Mercredi 23 octobre, un groupe de ressortissants maliens ont protesté devant le CAED, surveillés par cinq voitures de police et des dizaines d’agents, a constaté El Pais. “C’est toujours très difficile d’obtenir un rendez-vous [médical] et il n’y a jamais suffisamment de médicaments”, déplore un camarade de Diallo Sissoko.
“Ces jeunes arrivent dans des états de souffrance extrême, affirme un membre de l’équipe médicale interrogé par le journal. Ils ont des infections buccales, des blessures, et des insuffisances rénales après des jours de traversée à boire de l’eau de mer. La nuit, ils ont eu froid, et contractent des pharyngites, des inflammations des amygdales. Et nous, on fournit un service médical très basique et souvent, on doit insister [auprès de la direction] pour les transférer à l’hôpital”. Un dernier point que nie la direction.
Un système de santé “dépassé”
L’Espagne, via la route des Canaries, est un point d’entrée en Europe pour des milliers de migrants chaque année. Depuis le 1er janvier, plus de 42 000 personnes sont arrivées dans le pays, dont 30 000 par l’archipel situé dans l’océan Atlantique.

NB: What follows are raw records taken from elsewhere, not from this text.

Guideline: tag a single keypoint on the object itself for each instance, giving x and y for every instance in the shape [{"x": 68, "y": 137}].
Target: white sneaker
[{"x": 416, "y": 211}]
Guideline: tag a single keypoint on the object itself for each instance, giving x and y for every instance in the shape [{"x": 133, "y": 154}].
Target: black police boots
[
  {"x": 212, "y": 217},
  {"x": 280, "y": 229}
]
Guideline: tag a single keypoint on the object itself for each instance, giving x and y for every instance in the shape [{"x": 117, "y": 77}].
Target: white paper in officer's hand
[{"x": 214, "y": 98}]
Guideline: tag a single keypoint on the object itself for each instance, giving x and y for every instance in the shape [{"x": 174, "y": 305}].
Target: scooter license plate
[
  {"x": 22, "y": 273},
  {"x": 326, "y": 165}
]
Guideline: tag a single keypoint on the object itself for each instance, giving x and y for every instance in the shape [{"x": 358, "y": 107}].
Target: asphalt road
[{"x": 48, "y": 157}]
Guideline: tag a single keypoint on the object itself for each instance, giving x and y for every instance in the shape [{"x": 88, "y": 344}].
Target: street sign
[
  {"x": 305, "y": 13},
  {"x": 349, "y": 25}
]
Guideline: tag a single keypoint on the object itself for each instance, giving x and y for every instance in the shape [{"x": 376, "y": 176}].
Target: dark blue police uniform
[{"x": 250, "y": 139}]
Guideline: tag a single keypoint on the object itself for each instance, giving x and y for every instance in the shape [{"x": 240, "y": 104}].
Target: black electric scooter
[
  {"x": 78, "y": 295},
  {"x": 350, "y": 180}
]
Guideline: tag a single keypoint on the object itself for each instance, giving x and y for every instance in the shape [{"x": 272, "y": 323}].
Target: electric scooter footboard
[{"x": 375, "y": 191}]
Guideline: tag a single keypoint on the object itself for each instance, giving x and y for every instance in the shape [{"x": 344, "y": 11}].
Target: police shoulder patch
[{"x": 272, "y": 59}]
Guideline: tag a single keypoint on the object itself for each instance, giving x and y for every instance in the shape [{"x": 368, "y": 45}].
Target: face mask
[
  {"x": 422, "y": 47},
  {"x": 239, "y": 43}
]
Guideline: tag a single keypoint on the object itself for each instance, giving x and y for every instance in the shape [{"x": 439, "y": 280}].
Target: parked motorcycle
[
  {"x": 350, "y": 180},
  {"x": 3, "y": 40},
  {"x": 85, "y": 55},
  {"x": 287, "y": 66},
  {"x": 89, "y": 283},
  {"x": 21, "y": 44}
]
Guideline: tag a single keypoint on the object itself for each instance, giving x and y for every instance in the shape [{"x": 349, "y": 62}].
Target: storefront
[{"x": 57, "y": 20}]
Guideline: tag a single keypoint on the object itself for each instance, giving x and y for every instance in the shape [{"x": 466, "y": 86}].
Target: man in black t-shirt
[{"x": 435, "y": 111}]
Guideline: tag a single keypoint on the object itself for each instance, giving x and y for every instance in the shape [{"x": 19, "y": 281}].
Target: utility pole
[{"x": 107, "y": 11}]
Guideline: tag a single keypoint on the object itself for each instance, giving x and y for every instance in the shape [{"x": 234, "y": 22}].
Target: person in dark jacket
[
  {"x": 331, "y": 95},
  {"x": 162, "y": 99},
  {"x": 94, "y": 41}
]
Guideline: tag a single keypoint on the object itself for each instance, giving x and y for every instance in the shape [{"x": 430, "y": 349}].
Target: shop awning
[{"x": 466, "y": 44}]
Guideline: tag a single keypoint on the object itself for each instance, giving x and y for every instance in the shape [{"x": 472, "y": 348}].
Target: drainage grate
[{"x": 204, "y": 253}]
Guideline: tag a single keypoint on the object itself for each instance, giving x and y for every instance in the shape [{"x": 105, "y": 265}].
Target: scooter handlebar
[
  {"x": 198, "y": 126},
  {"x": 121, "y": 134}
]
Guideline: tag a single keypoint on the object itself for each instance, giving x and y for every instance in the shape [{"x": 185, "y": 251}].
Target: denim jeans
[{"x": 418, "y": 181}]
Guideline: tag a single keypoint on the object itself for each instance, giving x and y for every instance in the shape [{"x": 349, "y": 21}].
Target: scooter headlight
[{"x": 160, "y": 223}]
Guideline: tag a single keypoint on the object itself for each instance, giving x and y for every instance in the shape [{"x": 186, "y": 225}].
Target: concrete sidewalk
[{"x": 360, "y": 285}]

Parmi eux, de nombreux mineurs. Et ces arrivées font pression sur le système d’accueil des Canaries, notamment sur celui réservé aux mineurs non accompagnés. Conséquence, les services de santé de l’archipel sont “complètement dépassés”, avoue le pédiatre Abián Montesdeoca au média Cadena Ser. “Il est triste de voir qu’un pays avec un niveau de développement comme le nôtre n’est pas capable de soigner […] ces mineurs”.
D’après le médecin, certains jeunes arrivent très mal en point aux Canaries, n’ayant pas pu traiter leur pathologie dans leur pays d’origine. À cela s’ajoutent “l’hypothermie, la déshydratation, les blessures et les infections qu’ils ont contractées en mer”.
Le trajet jusqu’aux Canaries dure plusieurs jours, dans une embarcation à la merci des intempéries et des forts courants. La soif, la faim, les brûlures du carburant rendent la traversée cauchemardesque, pour ceux qui y survivent.